Each of the major events has a complicated set of qualifying rounds to select a challenger. The qualifying system is a long series of single-elimination tournaments which may be combined with separate round-robin (league) systems. The single elimination tournaments involve lower-ranked pros, who are met with higher-ranked pros in later stages. The whole system is designed to produce a single challenger, who then goes on to play the titleholder. The titleholder is the previous year's winner of the tournament in interest, who will not have participated in the event up to this point. The final match of the titleholder and the challenger is either a best-of-seven or a best-of-five. Each game may be scheduled in a different city.

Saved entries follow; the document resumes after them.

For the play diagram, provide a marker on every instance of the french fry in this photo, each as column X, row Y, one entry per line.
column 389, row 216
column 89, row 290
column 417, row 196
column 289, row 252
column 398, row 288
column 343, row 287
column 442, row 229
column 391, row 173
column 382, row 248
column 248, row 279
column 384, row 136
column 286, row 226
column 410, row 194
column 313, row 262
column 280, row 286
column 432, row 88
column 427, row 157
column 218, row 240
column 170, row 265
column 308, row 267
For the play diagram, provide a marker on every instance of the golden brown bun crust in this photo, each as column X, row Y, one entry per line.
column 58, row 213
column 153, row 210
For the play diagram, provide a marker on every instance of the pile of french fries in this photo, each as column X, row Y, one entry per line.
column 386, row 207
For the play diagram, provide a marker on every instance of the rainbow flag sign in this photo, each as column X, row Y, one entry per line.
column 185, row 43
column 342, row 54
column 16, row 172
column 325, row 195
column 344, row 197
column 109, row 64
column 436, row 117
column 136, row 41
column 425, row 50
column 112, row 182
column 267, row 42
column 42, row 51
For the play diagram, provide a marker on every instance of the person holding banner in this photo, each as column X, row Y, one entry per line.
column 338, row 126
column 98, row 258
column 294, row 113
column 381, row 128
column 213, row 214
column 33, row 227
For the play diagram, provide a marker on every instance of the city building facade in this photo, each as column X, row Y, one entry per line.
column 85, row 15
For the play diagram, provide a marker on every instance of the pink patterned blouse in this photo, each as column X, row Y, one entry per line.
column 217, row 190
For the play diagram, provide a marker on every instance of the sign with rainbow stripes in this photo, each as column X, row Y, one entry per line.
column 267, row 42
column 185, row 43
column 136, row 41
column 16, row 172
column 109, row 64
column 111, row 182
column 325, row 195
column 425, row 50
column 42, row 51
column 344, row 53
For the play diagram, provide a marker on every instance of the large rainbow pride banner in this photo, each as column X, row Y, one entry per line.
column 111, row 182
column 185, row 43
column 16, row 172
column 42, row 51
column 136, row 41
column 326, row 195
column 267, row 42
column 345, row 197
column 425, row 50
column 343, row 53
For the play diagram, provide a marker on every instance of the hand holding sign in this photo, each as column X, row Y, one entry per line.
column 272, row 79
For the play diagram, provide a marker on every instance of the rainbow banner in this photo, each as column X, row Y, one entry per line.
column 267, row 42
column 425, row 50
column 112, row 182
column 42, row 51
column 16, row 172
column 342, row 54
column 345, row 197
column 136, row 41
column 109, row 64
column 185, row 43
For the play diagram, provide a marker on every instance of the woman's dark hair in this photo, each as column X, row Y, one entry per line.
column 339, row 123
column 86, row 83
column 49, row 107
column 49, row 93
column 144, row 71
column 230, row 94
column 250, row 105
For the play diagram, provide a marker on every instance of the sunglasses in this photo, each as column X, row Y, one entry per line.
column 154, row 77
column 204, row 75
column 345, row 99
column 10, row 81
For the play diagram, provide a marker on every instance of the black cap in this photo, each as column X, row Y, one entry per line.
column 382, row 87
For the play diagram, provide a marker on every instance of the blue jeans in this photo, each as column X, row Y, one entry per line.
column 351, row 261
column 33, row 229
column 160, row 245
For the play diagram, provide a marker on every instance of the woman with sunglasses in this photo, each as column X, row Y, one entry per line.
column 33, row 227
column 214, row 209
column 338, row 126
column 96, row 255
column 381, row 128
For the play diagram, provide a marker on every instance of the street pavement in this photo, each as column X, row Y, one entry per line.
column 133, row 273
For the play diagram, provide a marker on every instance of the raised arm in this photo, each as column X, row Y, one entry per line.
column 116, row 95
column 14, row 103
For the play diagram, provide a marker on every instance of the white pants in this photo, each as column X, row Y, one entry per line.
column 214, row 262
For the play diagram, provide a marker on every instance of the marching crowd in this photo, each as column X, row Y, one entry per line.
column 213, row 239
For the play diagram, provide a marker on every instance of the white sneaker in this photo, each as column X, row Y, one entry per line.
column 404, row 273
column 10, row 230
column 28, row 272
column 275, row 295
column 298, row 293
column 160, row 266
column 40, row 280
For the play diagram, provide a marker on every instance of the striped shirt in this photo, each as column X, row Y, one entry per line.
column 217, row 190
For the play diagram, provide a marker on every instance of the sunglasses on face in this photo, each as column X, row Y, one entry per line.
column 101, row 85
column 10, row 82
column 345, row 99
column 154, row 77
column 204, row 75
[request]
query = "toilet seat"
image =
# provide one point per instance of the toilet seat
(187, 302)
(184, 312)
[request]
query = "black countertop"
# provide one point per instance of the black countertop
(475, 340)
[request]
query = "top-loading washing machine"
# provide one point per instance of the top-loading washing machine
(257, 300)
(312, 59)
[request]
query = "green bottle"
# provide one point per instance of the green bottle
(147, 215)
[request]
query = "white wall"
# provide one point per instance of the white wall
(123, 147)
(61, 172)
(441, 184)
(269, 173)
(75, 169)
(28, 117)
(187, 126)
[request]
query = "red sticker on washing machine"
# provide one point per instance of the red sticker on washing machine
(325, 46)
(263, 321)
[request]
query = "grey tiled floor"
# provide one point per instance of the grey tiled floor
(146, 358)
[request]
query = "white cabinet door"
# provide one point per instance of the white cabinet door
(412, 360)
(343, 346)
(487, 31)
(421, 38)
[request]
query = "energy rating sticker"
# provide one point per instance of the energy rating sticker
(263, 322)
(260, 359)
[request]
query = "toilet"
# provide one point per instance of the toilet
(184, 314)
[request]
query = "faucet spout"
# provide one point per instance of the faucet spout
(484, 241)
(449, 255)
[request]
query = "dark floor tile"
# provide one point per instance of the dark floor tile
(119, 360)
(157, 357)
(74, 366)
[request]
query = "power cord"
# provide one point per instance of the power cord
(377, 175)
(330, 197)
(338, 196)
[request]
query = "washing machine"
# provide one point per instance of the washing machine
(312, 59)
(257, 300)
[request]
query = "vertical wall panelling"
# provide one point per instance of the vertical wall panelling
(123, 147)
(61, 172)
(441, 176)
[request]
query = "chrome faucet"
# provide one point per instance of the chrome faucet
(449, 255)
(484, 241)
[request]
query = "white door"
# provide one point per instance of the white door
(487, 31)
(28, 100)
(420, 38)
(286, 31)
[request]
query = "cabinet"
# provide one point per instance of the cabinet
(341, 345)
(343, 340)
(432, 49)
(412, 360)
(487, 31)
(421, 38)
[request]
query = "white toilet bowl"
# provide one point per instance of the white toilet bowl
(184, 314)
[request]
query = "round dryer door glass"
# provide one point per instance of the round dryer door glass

Cities are chosen often in one country where the organizer operates but not limited to. For example for the Kisei tournament of go in Japan, the first game is often played outside Japan, for example in Europe or North America, to attract attention. The match then settles into a schedule of a game every two weeks or one week. The games take one day or two days to finish today. In the past it took longer; for Meijinsen of shogi in Japan, its earliest final games were designed to take three days.

The winner of the title match then enters the record books, and returns to defend the title the following year (cases where the title is for some reason not defended have been very rare). The most common measure of a top go and shogi player's success, in Japan at least, is the total number of titles accumulated.

Each titleholder system tournament allows its latest winner of the tournament to be styled with the name (title). Some but not every tournament allows its second latest winner to be styled ex-Title for one year and only. For example Ryu-oh tournament of shogi in Japan admits its winner in the previous year to be styled Zen-ryu-oh. Each tournament may have its own lifetime title qualification which gives the right to be styled Lifetime Title to the player who has accumulated wins at that tournament certain times. For example the Kisei tournament in Japan, the qualified player may be styled Eisei Kisei. It is often rare for active players to be styled with their lifetime titles, though it has happened multiple times, specially for aged notable players including Yasuharu Oyama.

==Other systems==
In go, the first titleholder system of the modern pattern was the Honinbo tournament. Before that was introduced in the early 1940s, other systems used were the win-and-continue system, which has the advantage of low organisational overheads, and high-profile jubango. There has been no jubango since 1960, but win-and-continue systems are used in South Korea. Teams matches were also popular in the 1920s.

The introduction of international go events led to the adoption of new systems for those, mostly based on knockout rounds, and international titles are typically not awarded under the titleholder system. That is, the holder has to compete in the event's earlier stages, a system akin to the way tennis tournaments do it, with the champion perhaps avoiding preliminaries and being seeded into the final stages.